My problem is I feel so completely overwhelmed, stressed and barely even able to get to my charting done until 5 or 6 some days. I am constantly worried my patients are going to crash or "go bad" with any change in baseline due to many critical assessment team interventions I have witnessed. I also worry about making errors or getting sued.

I have been told I am doing well, a good critical thinker, but that I stress and take things too seriously. How do I learn what to freak out about and what to take lightly? Will this come with time? I am so burnt out already. Does anyone have any words of wisdom or tips.

Thank you!!!! :eek:

Specializes in Oncology, Med Surg, Ortho.

I'm a med/surg nurse educator and believe me when I say you know more than you think you do. We don't float our new grads for 6 months so maybe your manager can consider something like that? If not, trust that your assessment skills will develop over time and you will worry a little less over your patients as that happens. Confidence comes with time and experience.

Prioritize and delegate!! Not everthing is number one priority, you will drive yourself mad trying to be everything to everyone at the same time. Treating pain comes first for example, watering and repositioning patients can be delegated to a CNA when you are busy.

Pin a timer to your uniform--when you tell a patient you will be back in 15 minutes to address their request or answer questions, let them see you set your timer and return when it goes off. When patients know you are true to your word, they will sit on that call light less often. Patients who are anxious and doubt their nurses are often needy patients. You can buy yourself some time to do more critical things in that 15 minutes with another patient.

Until you get faster at charting, chart the important things first..assessments. Care plan updates can wait. Though they are important in charting, assessment documentation comes first.

Organize your area, stuff your pockets with flushes and alcohol pads if you don't already. Little things but it's one less trip out of the room.

As a new grad, I did up a template on WORD with a time frame and an acronym for charting things (P for PIE, O for orders, A for assessment and R for report). I jotted down what I had to do at each time from meds to things I wanted to assess specifically and it has been a life saver. No double checking and triple checking to see if I did this or that; it's been checked off my list. A lot of other nurses have adopted it too so if you want, I can send it to you as an attachment and you can adopt or discard if you already have something similiar.

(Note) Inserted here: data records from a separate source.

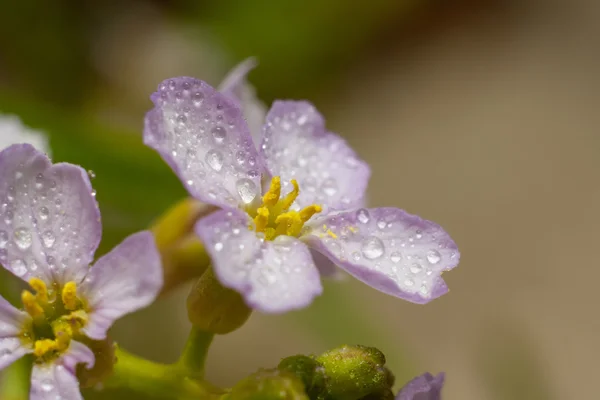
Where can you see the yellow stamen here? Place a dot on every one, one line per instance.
(40, 288)
(307, 212)
(30, 304)
(262, 219)
(272, 196)
(288, 200)
(44, 346)
(69, 296)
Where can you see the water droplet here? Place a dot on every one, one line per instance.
(247, 190)
(395, 257)
(433, 256)
(48, 238)
(372, 248)
(219, 134)
(416, 268)
(329, 187)
(44, 213)
(3, 239)
(22, 238)
(215, 159)
(363, 216)
(19, 267)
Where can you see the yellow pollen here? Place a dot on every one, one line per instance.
(273, 217)
(30, 304)
(262, 219)
(44, 346)
(40, 288)
(69, 296)
(272, 196)
(288, 200)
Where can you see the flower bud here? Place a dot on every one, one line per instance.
(354, 371)
(182, 253)
(269, 385)
(214, 308)
(308, 370)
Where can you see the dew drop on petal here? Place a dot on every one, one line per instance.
(214, 159)
(363, 216)
(416, 268)
(3, 239)
(48, 238)
(219, 134)
(433, 256)
(19, 267)
(395, 257)
(372, 248)
(247, 190)
(22, 238)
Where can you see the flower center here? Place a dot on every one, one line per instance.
(273, 217)
(56, 319)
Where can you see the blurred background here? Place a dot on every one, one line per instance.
(479, 115)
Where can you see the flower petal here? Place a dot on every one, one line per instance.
(273, 276)
(203, 136)
(236, 85)
(388, 249)
(50, 223)
(13, 131)
(57, 380)
(125, 280)
(297, 146)
(424, 387)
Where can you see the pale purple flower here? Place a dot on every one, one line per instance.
(424, 387)
(49, 231)
(13, 131)
(302, 187)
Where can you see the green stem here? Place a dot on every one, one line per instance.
(157, 381)
(194, 355)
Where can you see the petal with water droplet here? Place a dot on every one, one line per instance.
(125, 280)
(296, 146)
(199, 133)
(48, 213)
(273, 276)
(57, 380)
(405, 258)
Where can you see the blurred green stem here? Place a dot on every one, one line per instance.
(194, 355)
(158, 381)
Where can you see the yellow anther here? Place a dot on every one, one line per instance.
(30, 304)
(69, 296)
(272, 196)
(262, 219)
(288, 200)
(307, 212)
(289, 223)
(40, 288)
(44, 346)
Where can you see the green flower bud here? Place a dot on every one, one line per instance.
(104, 352)
(269, 385)
(214, 308)
(308, 370)
(354, 372)
(183, 255)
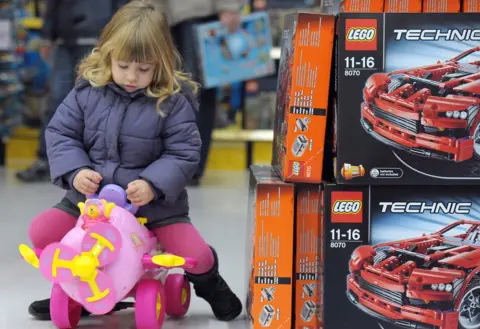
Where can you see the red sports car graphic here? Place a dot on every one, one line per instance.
(432, 281)
(430, 110)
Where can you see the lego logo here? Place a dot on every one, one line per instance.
(361, 34)
(347, 207)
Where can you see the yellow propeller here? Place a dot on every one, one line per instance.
(168, 260)
(29, 255)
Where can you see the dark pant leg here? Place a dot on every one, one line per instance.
(65, 60)
(184, 36)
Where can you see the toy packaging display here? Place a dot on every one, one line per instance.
(302, 96)
(232, 57)
(401, 257)
(471, 6)
(403, 6)
(308, 257)
(287, 4)
(408, 100)
(270, 244)
(441, 6)
(108, 256)
(352, 6)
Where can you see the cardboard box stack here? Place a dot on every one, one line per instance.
(400, 6)
(391, 238)
(286, 263)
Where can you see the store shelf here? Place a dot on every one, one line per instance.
(243, 135)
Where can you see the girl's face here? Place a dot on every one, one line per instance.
(132, 76)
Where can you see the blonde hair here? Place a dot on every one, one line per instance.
(139, 32)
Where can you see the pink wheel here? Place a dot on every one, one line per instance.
(177, 289)
(149, 304)
(65, 312)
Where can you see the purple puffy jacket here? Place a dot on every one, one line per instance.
(121, 136)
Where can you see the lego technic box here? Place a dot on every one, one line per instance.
(408, 93)
(232, 57)
(402, 257)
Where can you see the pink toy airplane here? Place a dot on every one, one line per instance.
(110, 255)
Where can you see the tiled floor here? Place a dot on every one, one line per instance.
(218, 209)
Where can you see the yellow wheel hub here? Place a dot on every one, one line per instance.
(184, 296)
(159, 305)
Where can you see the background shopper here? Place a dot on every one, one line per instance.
(183, 16)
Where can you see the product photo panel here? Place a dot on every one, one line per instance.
(402, 257)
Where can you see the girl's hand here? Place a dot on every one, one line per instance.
(139, 193)
(87, 181)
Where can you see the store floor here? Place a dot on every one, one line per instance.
(218, 209)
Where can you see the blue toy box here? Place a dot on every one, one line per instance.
(232, 57)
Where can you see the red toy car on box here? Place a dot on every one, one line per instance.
(430, 282)
(430, 110)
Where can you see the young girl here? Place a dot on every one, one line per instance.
(130, 121)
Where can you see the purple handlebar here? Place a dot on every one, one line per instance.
(114, 193)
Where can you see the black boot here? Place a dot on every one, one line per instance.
(211, 287)
(40, 309)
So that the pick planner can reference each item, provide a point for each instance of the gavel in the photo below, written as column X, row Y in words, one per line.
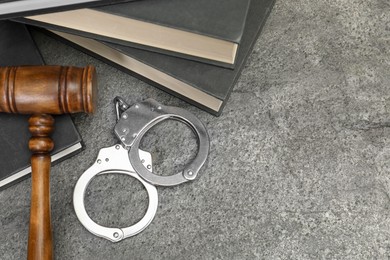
column 42, row 91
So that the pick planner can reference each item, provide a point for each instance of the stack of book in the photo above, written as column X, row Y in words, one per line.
column 194, row 50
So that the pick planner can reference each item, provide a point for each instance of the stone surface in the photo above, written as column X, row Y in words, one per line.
column 299, row 166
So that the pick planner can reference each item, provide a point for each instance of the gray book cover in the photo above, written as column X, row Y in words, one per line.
column 219, row 19
column 18, row 48
column 214, row 81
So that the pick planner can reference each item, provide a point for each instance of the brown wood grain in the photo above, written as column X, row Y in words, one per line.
column 41, row 91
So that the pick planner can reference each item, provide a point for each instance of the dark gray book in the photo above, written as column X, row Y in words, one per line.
column 18, row 48
column 203, row 85
column 201, row 30
column 17, row 8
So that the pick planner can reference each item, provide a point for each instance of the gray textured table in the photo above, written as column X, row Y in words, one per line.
column 299, row 166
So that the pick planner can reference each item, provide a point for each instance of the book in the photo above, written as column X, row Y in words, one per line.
column 17, row 8
column 202, row 30
column 200, row 84
column 18, row 48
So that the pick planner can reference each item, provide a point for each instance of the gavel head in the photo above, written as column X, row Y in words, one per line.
column 47, row 89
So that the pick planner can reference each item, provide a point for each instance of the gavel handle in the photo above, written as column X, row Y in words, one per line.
column 40, row 245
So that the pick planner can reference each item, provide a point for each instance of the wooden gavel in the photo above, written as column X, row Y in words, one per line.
column 42, row 91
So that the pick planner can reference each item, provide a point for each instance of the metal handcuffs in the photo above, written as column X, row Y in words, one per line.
column 126, row 158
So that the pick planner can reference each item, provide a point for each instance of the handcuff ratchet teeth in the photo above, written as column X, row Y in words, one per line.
column 138, row 119
column 126, row 158
column 114, row 159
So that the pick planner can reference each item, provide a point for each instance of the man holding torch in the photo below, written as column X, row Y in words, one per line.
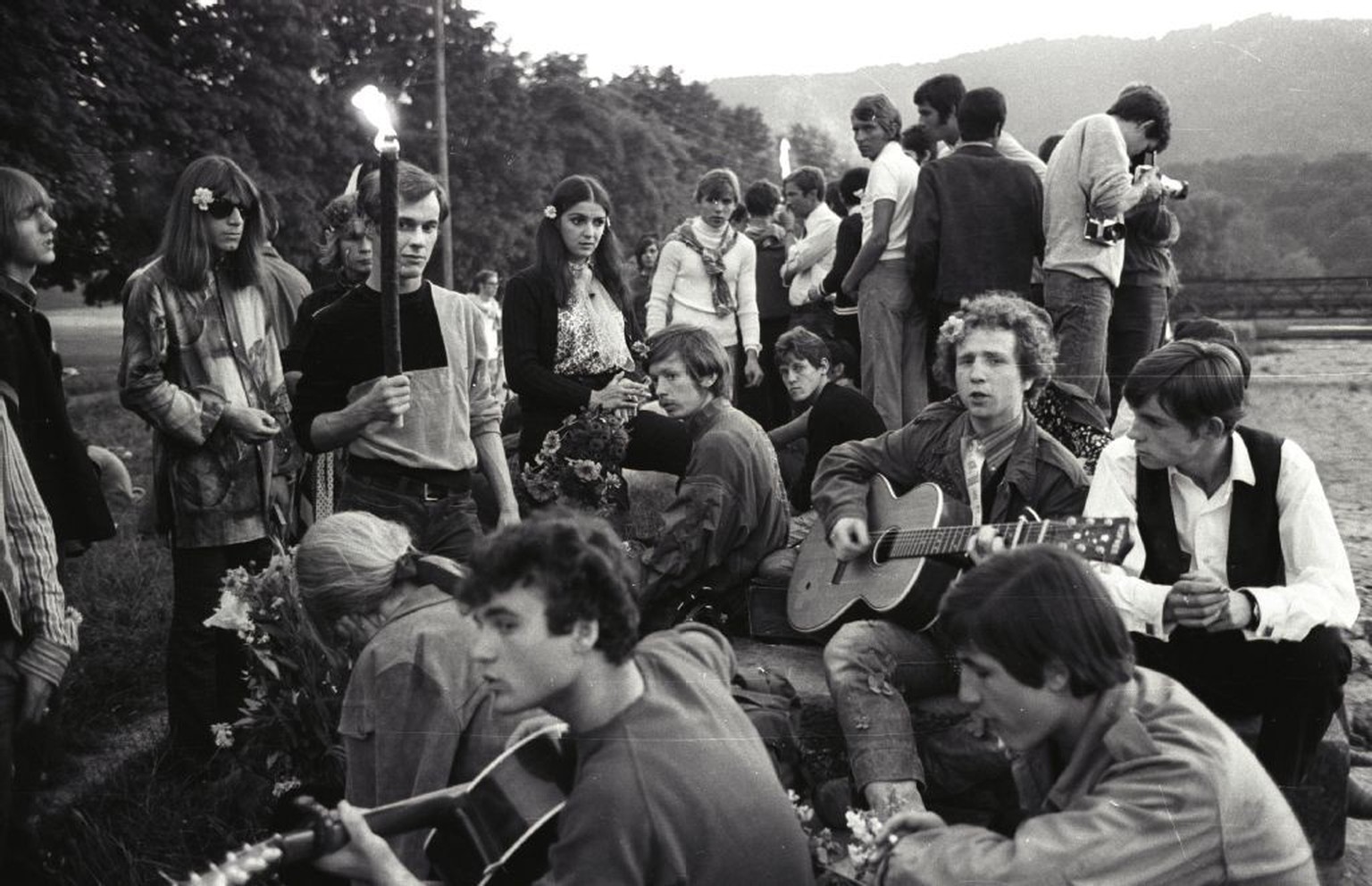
column 412, row 438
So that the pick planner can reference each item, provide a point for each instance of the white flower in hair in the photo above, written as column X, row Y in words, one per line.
column 951, row 330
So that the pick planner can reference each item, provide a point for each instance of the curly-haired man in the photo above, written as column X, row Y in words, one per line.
column 665, row 762
column 984, row 448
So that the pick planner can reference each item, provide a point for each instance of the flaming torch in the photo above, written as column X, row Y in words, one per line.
column 373, row 106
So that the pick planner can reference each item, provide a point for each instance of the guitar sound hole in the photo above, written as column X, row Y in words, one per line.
column 881, row 547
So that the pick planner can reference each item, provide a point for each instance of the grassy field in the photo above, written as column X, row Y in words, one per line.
column 147, row 819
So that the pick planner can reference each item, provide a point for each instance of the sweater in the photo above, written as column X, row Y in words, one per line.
column 1157, row 790
column 682, row 292
column 1088, row 176
column 678, row 788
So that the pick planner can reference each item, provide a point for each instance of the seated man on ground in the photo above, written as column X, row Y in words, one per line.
column 832, row 413
column 730, row 507
column 1124, row 776
column 984, row 448
column 673, row 783
column 1238, row 581
column 416, row 714
column 1198, row 330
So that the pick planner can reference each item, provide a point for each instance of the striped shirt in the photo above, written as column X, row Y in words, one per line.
column 35, row 604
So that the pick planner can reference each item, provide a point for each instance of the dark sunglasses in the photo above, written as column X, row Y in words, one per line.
column 222, row 209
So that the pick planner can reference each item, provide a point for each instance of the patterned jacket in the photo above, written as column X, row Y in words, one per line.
column 187, row 355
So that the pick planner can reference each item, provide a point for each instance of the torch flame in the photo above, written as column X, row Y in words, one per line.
column 375, row 109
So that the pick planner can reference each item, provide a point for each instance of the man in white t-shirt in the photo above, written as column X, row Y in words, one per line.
column 892, row 327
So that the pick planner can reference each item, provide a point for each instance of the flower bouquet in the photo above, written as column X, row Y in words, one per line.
column 852, row 863
column 287, row 732
column 579, row 464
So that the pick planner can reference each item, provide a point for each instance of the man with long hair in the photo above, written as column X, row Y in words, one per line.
column 30, row 371
column 202, row 365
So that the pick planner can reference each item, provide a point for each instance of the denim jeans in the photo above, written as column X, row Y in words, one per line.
column 875, row 670
column 893, row 330
column 1080, row 310
column 1138, row 315
column 448, row 525
column 12, row 693
column 205, row 665
column 1295, row 686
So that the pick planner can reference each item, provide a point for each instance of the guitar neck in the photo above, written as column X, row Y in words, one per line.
column 932, row 542
column 397, row 817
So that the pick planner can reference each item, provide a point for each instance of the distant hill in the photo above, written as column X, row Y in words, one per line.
column 1264, row 85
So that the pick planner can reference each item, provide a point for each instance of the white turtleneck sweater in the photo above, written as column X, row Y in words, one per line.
column 681, row 281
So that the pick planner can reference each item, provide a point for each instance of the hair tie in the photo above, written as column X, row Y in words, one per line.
column 406, row 566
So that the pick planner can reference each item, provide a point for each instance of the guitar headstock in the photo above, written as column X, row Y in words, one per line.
column 248, row 862
column 1105, row 539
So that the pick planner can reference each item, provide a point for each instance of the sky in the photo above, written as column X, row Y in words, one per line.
column 709, row 38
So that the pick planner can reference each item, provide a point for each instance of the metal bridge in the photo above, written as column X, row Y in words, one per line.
column 1277, row 297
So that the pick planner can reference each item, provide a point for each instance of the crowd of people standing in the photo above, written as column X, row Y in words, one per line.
column 959, row 312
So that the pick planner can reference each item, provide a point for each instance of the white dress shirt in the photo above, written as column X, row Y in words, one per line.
column 1318, row 581
column 811, row 258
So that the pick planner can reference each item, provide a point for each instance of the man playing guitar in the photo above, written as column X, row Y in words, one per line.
column 673, row 783
column 984, row 448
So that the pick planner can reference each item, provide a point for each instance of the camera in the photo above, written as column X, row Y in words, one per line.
column 1174, row 188
column 1103, row 230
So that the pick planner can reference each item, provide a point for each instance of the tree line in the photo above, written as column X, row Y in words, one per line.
column 107, row 100
column 1276, row 215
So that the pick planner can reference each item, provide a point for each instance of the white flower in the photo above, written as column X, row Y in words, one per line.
column 222, row 734
column 952, row 328
column 232, row 614
column 284, row 785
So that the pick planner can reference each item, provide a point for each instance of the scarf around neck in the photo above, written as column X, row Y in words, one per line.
column 714, row 261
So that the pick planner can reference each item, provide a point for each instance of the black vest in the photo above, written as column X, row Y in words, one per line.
column 1254, row 556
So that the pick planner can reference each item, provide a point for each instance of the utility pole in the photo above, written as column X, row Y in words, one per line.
column 440, row 85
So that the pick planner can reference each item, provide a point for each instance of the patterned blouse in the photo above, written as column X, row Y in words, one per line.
column 590, row 330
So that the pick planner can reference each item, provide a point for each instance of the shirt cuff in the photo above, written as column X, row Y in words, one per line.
column 44, row 658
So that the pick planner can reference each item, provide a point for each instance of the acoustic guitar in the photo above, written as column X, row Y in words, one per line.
column 493, row 832
column 901, row 576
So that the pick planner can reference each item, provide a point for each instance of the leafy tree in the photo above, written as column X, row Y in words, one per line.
column 811, row 146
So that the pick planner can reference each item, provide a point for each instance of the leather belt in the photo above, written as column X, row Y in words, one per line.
column 422, row 484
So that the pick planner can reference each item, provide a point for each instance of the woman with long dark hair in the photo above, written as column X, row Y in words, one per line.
column 202, row 365
column 570, row 332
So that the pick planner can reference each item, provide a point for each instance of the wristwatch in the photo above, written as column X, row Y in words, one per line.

Hope this helps!! Remember, you are going through what we all have gone through!! This too shall pass!

Specializes in Telemetry/Med Surg.

It will get better. Sounds like you are doing fine!

I'm a med/surg nurse educator and believe me when I say you know more than you think you do. We don't float our new grads for 6 months so maybe your manager can consider something like that? If not, trust that your assessment skills will develop over time and you will worry a little less over your patients as that happens. Confidence comes with time and experience.

Prioritize and delegate!! Not everthing is number one priority, you will drive yourself mad trying to be everything to everyone at the same time. Treating pain comes first for example, watering and repositioning patients can be delegated to a CNA when you are busy.

Pin a timer to your uniform--when you tell a patient you will be back in 15 minutes to address their request or answer questions, let them see you set your timer and return when it goes off. When patients know you are true to your word, they will sit on that call light less often. Patients who are anxious and doubt their nurses are often needy patients. You can buy yourself some time to do more critical things in that 15 minutes with another patient.

Until you get faster at charting, chart the important things first..assessments. Care plan updates can wait. Though they are important in charting, assessment documentation comes first.

Organize your area, stuff your pockets with flushes and alcohol pads if you don't already. Little things but it's one less trip out of the room.

As a new grad, I did up a template on WORD with a time frame and an acronym for charting things (P for PIE, O for orders, A for assessment and R for report). I jotted down what I had to do at each time from meds to things I wanted to assess specifically and it has been a life saver. No double checking and triple checking to see if I did this or that; it's been checked off my list. A lot of other nurses have adopted it too so if you want, I can send it to you as an attachment and you can adopt or discard if you already have something similiar.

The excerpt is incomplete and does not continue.